Apr 29, 2015, 10:32 AM
education is an integral component in any country’s development. Considering
that quality education can make immense contribution, therefore certain
standard should be set for any country’s school system. The recent surge in the
number of private schools in the country is a welcome development but violation
of Education Act is course of concern.
It is been reported in the news that the Ministry of Basic and Secondary Education has raised alarm, warning private school heads to desist from “illegal operations.” This, the ministry disclosed violates the Education Act and the regulations governing the operation of private schools.
It further stated that some of these practices as: disregard for the national curriculum, not registering students for National Exams like the National Assessment Test (NAT), Gambia Basic Education Certificate Examination (GABECE) and the West African Senior School Certificate Examination (WASSCE).
We need educational centers that simultaneously prepares students for vocational and trade occupations as well as steering a clear course for higher education degrees.
To this end, the role played by teachers in children’s learning is crucial. Their absence contributes to the wide equity gap in access to learning.
To meet the new goals in education by 2030, it is essential to have all the schools make extra efforts so that there are sufficient numbers of qualified teachers dedicated to their profession in every school in the world. Quality teaching should feature as a matter of priority through support from all the concerned sectors.

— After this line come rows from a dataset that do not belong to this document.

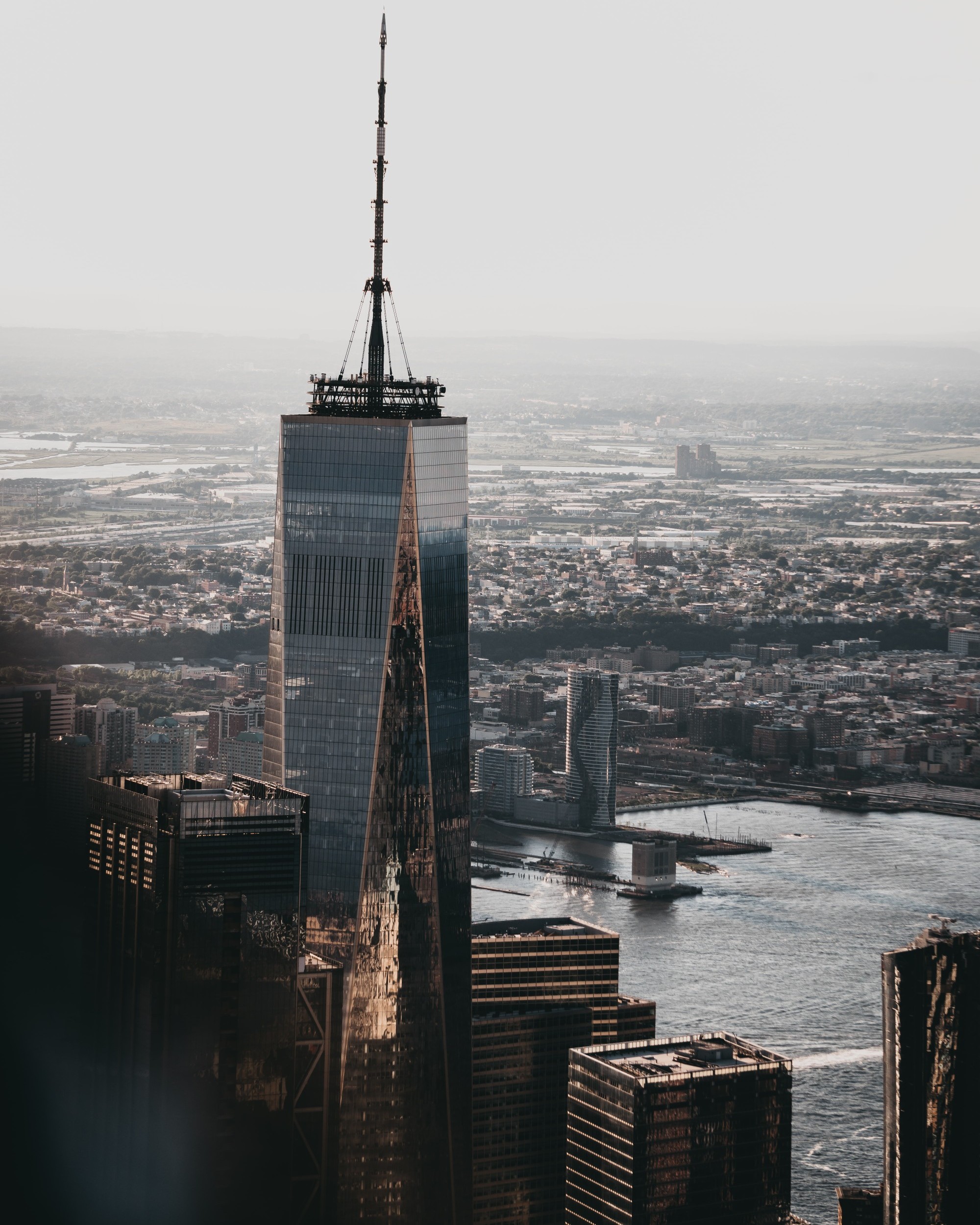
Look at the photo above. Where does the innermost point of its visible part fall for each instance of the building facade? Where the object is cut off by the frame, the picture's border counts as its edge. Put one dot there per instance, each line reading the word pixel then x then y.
pixel 931 1025
pixel 592 738
pixel 540 988
pixel 503 773
pixel 194 946
pixel 156 753
pixel 655 866
pixel 699 465
pixel 694 1131
pixel 368 712
pixel 227 718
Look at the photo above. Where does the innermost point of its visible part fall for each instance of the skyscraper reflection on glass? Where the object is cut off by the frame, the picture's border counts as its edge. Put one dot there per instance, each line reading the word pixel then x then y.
pixel 368 704
pixel 591 745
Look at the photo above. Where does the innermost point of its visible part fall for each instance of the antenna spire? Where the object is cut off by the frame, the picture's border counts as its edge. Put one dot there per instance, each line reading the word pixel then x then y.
pixel 378 285
pixel 376 395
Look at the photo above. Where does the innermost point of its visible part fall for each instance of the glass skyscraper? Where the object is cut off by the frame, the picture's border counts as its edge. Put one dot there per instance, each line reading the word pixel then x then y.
pixel 591 745
pixel 368 706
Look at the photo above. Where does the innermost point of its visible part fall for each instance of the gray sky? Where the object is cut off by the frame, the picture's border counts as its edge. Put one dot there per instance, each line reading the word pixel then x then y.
pixel 696 170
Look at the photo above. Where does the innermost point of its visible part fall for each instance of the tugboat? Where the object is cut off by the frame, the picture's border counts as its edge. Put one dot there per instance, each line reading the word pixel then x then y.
pixel 854 802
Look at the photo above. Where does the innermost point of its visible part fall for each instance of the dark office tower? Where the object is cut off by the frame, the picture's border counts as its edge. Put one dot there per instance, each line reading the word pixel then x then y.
pixel 368 711
pixel 692 1131
pixel 30 714
pixel 215 1043
pixel 931 1021
pixel 540 986
pixel 65 766
pixel 591 745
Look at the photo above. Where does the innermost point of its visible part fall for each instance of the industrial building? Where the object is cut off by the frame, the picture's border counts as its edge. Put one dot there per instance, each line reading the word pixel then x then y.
pixel 592 738
pixel 504 772
pixel 30 714
pixel 540 988
pixel 200 1030
pixel 368 712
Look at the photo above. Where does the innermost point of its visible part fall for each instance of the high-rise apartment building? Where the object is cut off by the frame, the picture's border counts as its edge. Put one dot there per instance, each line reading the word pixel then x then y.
pixel 205 1037
pixel 931 1029
pixel 540 988
pixel 28 716
pixel 368 712
pixel 827 728
pixel 242 755
pixel 156 753
pixel 226 719
pixel 694 1131
pixel 503 773
pixel 111 726
pixel 859 1206
pixel 180 732
pixel 592 736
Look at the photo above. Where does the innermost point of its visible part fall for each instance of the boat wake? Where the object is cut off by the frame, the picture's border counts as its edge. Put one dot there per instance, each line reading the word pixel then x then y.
pixel 836 1059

The country’s education system especially students performance the West African Senior School Certificate Examination has shown some significant improvement.
Suffice it to state that the Education Sector Policy 2016-2030 is premised on The Gambia’s National Development Plan and the Sustainable Development Goals (SDGs), all of which are the developing agenda of Government, to improve the human capital of the country by reducing the number of people living below the poverty line.
To achieve these set goals in this policy, the ministry is working to achieve quality education with special focus on quality of teaching and learning in the country.
Certainly, the ministry is not opposed to approving license for private school operators, but let those schools also function in accordance with the Education Act and the regulations governing the operation of private schools.
“Every child should have the opportunity to receive a quality education.”